Marcel Gutgeist fragt: Ein mir bekannter größerer Pflegedienst steht vor dem wirtschaftlichen Aus. Einer meiner Freunde ist dort beschäftigt und berichtet, dass unter Umständen ein benachbartes Krankenhaus den Betrieb zu übernehmen beabsichtigt. Was hat mein Freund zu befürchten?
Antwort der Redaktion: Eine Kündigung Ihres Freundes durch den Pflegedienstbetreiber lediglich mit dem Hinweis, dass dieser wirtschaftliche Schwierigkeiten hat, ist unzulässig. Für eine solche betriebsbedingte Kündigung müssen vielmehr sogenannte dringende betriebliche Erfordernisse im Sinne des § 1 KSchG bestehen.
Das heißt, die Kündigung muss ausdrücken, weshalb der Arbeitsplatz nicht mehr länger bestehen kann, weil zum Beispiel mangels Aufträgen keine Arbeit mehr für den zu kündigenden Arbeitnehmer vorhanden ist. Außerdem muss die soziale Auswahl eingehalten werden. Das bedeutet, dass eine Art Rangliste der Beschäftigten aufzustellen ist. Dabei werden unter anderem die Dauer der Betriebszugehörigkeit, das Lebensalter, die Familiensituation berücksichtigt.
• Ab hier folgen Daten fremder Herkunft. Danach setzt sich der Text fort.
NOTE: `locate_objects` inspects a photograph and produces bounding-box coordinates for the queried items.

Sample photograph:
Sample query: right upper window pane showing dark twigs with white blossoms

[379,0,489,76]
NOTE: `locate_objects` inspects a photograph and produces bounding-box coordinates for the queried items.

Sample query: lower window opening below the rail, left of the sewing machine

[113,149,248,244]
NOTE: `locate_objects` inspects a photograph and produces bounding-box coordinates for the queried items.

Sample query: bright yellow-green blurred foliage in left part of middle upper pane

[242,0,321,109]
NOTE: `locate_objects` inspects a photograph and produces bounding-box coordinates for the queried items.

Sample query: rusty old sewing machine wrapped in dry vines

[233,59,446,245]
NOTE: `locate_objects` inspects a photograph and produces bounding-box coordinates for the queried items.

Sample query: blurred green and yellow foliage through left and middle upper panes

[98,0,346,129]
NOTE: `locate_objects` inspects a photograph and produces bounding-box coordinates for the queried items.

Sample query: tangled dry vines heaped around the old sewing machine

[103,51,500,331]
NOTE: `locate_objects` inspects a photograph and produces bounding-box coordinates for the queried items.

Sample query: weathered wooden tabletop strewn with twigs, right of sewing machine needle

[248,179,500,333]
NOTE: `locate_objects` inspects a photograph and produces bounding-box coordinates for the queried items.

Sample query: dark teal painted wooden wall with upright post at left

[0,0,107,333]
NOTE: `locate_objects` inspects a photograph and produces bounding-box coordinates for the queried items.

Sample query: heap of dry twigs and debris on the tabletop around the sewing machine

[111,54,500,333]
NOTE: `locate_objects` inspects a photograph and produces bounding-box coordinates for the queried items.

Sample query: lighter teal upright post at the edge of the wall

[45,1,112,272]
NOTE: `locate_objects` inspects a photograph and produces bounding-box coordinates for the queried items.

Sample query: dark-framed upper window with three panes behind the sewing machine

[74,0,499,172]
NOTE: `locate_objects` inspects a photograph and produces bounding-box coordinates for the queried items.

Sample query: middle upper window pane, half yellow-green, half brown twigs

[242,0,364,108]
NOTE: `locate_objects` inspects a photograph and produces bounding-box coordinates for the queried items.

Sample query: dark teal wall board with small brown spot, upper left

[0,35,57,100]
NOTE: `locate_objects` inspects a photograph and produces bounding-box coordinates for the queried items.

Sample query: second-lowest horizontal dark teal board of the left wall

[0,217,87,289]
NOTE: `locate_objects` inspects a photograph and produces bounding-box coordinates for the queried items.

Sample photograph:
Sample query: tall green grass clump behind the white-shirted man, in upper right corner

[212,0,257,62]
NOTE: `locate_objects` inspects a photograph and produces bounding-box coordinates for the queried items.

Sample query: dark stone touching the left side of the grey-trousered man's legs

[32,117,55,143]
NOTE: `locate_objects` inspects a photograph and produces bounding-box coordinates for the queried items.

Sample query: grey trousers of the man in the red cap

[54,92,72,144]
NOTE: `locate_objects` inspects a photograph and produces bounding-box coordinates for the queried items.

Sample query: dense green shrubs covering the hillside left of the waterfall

Wird dies alles außer Acht gelassen und erfolgt die Kündigung willkürlich, ist sie sozialwidrig und damit unwirksam.
Sollte der Pflegedienst von dem Krankenhaus übernommen werden, greift die Arbeitnehmerschutzvorschrift des § 613a BGB ein. Hier ist festgelegt, dass der Arbeitnehmer aufgrund eines Inhaberwechsels nicht seinen Arbeitsplatz verlieren soll. Vielmehr geht das Arbeitsverhältnis, dass zwischen ihm und dem ehemaligen Arbeitgeber bestand – vorbehaltlich des Widerspruchs durch den Arbeitnehmer – grundsätzlich auf den neuen Betriebsinhaber über.
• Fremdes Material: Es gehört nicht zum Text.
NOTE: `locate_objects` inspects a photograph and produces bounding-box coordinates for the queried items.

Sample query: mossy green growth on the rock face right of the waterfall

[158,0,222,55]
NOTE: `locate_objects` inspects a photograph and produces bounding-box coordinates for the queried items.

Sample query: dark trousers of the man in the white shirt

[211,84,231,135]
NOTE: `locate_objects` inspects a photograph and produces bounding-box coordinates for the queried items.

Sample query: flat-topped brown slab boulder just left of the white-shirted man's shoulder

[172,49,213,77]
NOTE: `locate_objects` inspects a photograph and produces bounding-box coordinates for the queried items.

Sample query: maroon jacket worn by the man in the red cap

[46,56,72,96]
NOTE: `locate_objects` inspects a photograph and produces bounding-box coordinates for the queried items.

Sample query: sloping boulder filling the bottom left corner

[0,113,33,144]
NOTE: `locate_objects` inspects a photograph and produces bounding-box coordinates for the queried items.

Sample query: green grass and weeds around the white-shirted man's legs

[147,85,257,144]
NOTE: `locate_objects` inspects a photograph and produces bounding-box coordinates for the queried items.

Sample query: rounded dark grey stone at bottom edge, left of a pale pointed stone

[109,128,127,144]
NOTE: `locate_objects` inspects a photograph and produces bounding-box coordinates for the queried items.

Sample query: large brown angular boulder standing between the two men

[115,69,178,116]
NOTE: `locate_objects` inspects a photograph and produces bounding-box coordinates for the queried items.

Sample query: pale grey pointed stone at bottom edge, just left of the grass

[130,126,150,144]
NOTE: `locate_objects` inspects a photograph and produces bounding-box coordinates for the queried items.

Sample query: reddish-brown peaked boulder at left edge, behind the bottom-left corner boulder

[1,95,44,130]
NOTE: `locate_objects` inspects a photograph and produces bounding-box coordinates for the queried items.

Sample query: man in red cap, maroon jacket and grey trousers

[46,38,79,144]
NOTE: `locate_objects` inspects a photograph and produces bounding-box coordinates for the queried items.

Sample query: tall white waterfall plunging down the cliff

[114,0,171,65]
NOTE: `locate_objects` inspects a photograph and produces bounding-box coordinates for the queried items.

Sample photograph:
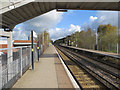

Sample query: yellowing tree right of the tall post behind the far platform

[97,24,118,52]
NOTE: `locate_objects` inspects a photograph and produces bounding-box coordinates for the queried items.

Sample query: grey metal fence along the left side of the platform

[0,46,38,89]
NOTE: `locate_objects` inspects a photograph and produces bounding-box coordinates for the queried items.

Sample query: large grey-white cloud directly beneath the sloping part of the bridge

[25,10,63,28]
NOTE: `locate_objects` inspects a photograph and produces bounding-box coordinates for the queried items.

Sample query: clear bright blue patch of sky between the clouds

[57,10,97,28]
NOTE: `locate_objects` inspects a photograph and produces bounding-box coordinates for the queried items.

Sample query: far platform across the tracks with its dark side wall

[61,45,120,70]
Prinzipiell gilt diese arbeitsrechtliche Situation auch für den Fall, das der Inhaber des Pflegedienstes bereits wegen Zahlungsunfähigkeit das Insolvenzverfahren eröffnet haben sollte. Eine Insolvenz des Arbeitgebers hat auf die Anwendbarkeit der arbeitsrechtlichen Vorschriften keine Auswirkung. § 108 Absatz 1 InsO legt dies eindeutig auch für den Kündigungsschutz und die Arbeitnehmerrechte bei Betriebsübergang fest.
Allerdings sind die Arbeitnehmerinteressen gegenüber den Interessen der Insolvenzgläubiger nachrangig. Das heißt, erst nach der Befriedigung dieser Forderungen könnte der betroffene Arbeitnehmer seine Lohnansprüche durchsetzen. Zu prüfen wäre im Falle der Insolvenz allerdings auch, ob die Bundesanstalt für Arbeit für die offenen Löhne Insolvenzgeld zu bewilligen hat (§ 165 SGB III).